If we ask the people closest to us to name our unique qualities, we may or may not be surprised by what they say. The reason they adore us may be the very same reason others criticize us. What one person defines strength, another defines weakness.
No one loves to admit weakness. That's because we've been conditioned to view strengths at one end of the spectrum and weaknesses at the other. One positive and one negative. One an area of excellence, and the other, an area of improvement. When did these become polar opposites?
We're taught to isolate our weaknesses and associate them with failure; we believe that unless we change, this failure is inevitable. So we conform and part with our authentic self, only to meet disappointment.
Do these examples sound familiar? The kid that couldn't sit still and disrupted class becomes a successful entrepreneur. The socially awkward loner, who annoyingly sets the exam curve, becomes a world-class scientist.
These people are the lucky ones. Instead of downplay a quality to "fit in," they embrace it. However, many of us choose the path to conformity. It is easier, more accepting, and unfortunately, less rewarding.
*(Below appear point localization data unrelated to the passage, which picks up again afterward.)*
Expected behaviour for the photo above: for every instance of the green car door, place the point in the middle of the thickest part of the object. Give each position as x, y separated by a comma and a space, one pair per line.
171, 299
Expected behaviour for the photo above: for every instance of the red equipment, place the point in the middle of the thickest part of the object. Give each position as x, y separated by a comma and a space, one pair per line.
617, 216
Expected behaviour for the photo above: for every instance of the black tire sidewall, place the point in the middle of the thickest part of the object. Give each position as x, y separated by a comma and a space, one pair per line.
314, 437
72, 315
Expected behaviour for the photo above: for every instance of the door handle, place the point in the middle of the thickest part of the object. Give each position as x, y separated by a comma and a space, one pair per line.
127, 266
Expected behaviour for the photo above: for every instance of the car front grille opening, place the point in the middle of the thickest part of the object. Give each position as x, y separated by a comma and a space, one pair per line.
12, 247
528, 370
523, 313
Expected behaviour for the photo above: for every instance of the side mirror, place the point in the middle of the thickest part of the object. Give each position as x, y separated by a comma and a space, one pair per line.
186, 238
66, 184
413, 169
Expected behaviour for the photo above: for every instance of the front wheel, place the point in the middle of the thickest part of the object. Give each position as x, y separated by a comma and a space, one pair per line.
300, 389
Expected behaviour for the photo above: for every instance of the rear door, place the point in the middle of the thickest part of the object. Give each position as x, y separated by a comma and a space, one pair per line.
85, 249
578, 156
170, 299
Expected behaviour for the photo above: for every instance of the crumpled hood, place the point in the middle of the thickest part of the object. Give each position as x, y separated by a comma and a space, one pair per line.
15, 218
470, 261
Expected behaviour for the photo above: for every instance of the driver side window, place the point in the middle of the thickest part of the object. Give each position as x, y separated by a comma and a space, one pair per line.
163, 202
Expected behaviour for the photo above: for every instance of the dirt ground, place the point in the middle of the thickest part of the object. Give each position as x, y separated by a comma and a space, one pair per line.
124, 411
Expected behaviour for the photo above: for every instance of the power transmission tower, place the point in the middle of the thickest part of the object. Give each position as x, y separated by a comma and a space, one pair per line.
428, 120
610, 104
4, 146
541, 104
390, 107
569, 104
It's natural to label people a certain way in a certain situation, but weaknesses and strengths are words we use to disguise arbitrary borders we set. We take these labels too literally. To do so is both ignorant and one-dimensional. Thankfully, our world is multi-dimensional, and so are we.
The moment we shift our view, we realize that our biggest "weakness" has the greatest potential to become our defining strength.
Many of us are asked this popular behavioral question during an interview: what is your greatest weakness? We take said "weakness," flip it upside-down, and highlight it as a vital benefit for the team and the company. If we actually applied this mentality to our everyday life, we'd begin to see our lives play out differently.
Sometimes we need to take a step back and ask ourselves are we unrealistic or imaginative? Lazy or uninspired? Confrontational or vocal? We all share the same collection of traits; we just call them different things.
Weaknesses are both subjective and situational. Under the right circumstances, our abilities are close to limitless. The question becomes not how to change ourselves, but rather where we can thrive.
Once we answer this question, it's like a domino effect. One success after another begins to practically fall in our laps; this is the moment we learn to effectively harness our natural abilities in the right situations.
Whether we apply this concept to our personal or professional lives, it's a powerful one. Do you have a shortcoming or an opportunity? It's up to you.